8/26/2010

Travesuras argentinas

 Según un estudio de la Conferencia de Obispos Católicos de Estados Unidos, más de 4.000 sacerdotes ya han sido acusados en más de 11.000 casos de abuso sexual contra menores entre 1950 y 2002. Dicho estudio, difundido por la cadena CNN, fue compilado a partir de una investigación a nivel nacional realizada por el Colegio John Jay de Justicia Penal para la Conferencia de los Obispos. Sin embargo David Clohessy, del grupo Red de Sobrevivientes de los Abusados por Sacerdotes (SNAP sus siglas en inglés), afirmó que las cifras suministradas en ese informe le parecían “bajas”, y agregó: “Los obispos han tratado de ocultar ésto durante años, por lo que no hay razón para creer que de pronto van a cambiar su forma de obrar. La única cosa prudente es asumir que ésto no es toda la verdad”. Un ejemplo de cómo se ha desarrollado también entre los religiosos de Estados Unidos el gusto por la pedofilia, al amparo, claro está, de las jerarquías católicas más altas. De ello bien pueden hablar el obispo Roger Mahony, antes citado, protector de pederastas huidos de México, o monseñor Bernard Law, otro protector de curas abusadores y protegido a su vez por Juan Pablo II, quien lo designó para ocupar un alto cargo en el Vaticano.
En el otro extremo del continente americano, en la Argentina, los casos de abuso sexual por parte de sacerdotes no han llegado todavía al nivel estadístico alcanzado en otros países. Pero, como dicen de las brujas, los hay. Seguramente se debe a un bien aceitado engranaje de ocultamiento, como en todos los casos.
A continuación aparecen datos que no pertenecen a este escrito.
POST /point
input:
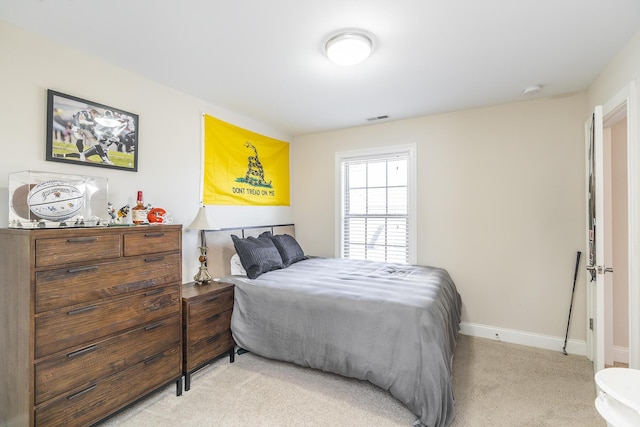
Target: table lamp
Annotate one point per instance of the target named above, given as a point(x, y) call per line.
point(202, 223)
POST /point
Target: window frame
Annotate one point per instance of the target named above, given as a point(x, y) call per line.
point(372, 153)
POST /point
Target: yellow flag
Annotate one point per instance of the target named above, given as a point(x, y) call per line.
point(242, 167)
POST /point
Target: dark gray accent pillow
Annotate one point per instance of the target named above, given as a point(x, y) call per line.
point(257, 255)
point(288, 246)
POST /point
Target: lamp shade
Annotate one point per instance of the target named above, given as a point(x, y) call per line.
point(348, 48)
point(202, 221)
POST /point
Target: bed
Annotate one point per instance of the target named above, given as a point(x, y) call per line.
point(390, 324)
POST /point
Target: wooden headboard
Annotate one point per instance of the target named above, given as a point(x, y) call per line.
point(220, 246)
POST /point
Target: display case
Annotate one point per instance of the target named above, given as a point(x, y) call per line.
point(52, 200)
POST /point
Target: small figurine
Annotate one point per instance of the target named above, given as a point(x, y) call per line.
point(123, 212)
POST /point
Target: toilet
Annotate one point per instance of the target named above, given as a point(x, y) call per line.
point(618, 400)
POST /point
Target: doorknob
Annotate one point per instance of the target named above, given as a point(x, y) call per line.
point(599, 269)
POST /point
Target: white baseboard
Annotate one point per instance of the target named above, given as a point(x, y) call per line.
point(524, 338)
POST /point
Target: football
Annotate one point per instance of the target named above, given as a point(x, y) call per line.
point(55, 200)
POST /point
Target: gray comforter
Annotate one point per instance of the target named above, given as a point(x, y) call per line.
point(393, 325)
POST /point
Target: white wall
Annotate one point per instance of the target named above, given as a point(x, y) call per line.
point(170, 132)
point(501, 206)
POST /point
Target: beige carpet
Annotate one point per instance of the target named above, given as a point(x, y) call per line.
point(496, 384)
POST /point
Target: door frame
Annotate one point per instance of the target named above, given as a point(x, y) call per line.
point(625, 102)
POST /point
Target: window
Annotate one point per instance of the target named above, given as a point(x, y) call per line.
point(377, 204)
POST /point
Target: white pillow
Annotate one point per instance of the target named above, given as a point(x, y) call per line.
point(236, 266)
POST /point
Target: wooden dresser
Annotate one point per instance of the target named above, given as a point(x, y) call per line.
point(90, 321)
point(206, 311)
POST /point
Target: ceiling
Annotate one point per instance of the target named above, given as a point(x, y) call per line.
point(264, 58)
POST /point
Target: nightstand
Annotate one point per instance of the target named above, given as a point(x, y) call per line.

Incluso han corrido rumores de que encumbrados monseñores han tirado alguna “canita al aire” en esta cuestión, rumores que llegaron a rozar al propio arzobispo de Buenos Aires y Cardenal Primado de la Argentina, quien por su parte contó con varios votos a favor durante el cónclave que el año anterior eligió al sucesor de Juan Pablo II, un teatro armado para la feligresía, cabe aclarar, puesto que quien lo sucedió ya era Papa poco antes de que Karol Wojtyla falleciera “oficialmente”.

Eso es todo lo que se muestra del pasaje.